California Gov. Gavin Newsom on Friday signed a bill into law that allows private citizens to bring a civil action against anyone who manufactures, distributes, transports or imports assault weapons or ghost guns, which are banned in the state.
California Senate Bill 1327 is modelled after a Texas law that allows private citizens to bring civil litigation against abortion providers or anyone who assists a pregnant person in obtaining an abortion after as early as six weeks of pregnancy. The US Supreme Court in December allowed Texas' six-week abortion ban to remain in effect, which prompted Newsom, who has been supportive of abortion rights and pro-gun control, to say he was "outraged" by the court's decision and direct his staff to draft a similar bill to regulate guns.
Under California law, a person would also be able to sue a licensed firearms dealer who "sells, supplies, delivers, or gives possession or control of a firearm" to anyone under 21 years old.
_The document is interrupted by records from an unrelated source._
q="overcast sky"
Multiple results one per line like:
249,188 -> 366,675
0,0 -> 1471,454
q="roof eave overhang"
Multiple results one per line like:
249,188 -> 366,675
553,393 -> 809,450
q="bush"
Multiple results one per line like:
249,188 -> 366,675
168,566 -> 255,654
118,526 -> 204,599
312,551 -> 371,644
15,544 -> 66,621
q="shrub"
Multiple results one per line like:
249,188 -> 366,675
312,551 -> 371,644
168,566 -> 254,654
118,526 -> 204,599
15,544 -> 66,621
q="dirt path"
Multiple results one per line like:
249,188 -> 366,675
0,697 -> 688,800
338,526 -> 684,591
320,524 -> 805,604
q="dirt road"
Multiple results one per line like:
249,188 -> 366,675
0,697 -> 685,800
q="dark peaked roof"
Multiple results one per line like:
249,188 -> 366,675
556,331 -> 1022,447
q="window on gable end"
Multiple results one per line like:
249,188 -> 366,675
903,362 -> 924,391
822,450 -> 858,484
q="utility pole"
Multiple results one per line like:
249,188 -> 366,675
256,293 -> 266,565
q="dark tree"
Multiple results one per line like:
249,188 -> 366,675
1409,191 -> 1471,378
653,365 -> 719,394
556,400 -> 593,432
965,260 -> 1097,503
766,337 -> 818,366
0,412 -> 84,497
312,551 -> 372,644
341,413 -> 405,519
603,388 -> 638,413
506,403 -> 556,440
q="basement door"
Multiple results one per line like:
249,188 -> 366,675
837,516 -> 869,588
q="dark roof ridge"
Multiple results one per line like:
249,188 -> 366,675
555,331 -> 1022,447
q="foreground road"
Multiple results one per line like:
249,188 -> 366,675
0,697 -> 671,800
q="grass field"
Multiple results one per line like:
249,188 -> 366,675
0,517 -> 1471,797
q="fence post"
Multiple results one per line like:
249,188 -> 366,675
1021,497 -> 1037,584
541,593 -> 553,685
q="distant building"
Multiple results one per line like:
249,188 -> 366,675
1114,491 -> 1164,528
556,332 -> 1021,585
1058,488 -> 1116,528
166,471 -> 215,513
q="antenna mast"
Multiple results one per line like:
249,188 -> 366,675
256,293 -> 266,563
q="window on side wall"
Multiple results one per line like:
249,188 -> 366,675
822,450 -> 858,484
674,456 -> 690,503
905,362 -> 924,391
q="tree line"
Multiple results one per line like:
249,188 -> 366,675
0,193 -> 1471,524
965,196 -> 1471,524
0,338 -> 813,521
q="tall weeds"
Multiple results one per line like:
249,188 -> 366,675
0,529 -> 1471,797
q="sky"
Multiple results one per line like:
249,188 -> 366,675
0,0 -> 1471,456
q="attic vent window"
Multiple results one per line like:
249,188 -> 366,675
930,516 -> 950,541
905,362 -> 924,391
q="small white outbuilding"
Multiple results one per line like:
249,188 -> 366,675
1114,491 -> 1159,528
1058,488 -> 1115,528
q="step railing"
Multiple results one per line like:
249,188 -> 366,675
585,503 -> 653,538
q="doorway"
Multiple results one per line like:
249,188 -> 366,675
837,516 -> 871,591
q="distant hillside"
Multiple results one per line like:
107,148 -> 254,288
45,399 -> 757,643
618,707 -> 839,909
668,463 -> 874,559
It allows citizens to sue for a minimum of $10,000 on each weapon involved, as well as attorney fees.
Newsom, a Democrat, on Friday acknowledged that the law would likely be challenged in court.
"We believe this will be litigated in the Supreme Court and we believe the Supreme Court will be challenged. Because if there's any principle left whatsoever -- and that's an open-ended question -- with this Supreme Court, there is no way they can deny us the right to move in this direction," he said after signing the bill at Santa Monica College, the site of a 2013 shooting spree.
The law, introduced in February, says that it would become "inoperative upon invalidation" of the Texas abortion law, should the US Supreme Court or Texas Supreme Court strike down that measure. The California law would then be "repealed on January 1 of the following year."
The US Supreme Court last month ruled that the Constitution protects the right to carry a gun outside the home, and in striking down a New York gun carry restriction, allowing for all sorts of gun safety laws to be challenged in federal court. The decision will likely impact legal challenges to California's assault weapons ban, its ban on magazines holding more than 10 rounds and its prohibition on keeping people under the age of 21 from purchasing certain semi-automatic weapons.
California has passed several gun measures this month aimed at curbing gun violence in the wake of several mass shootings across the nation, including a mass shooting on July 4 in downtown Sacramento and a mass shooting in the same city just three months before.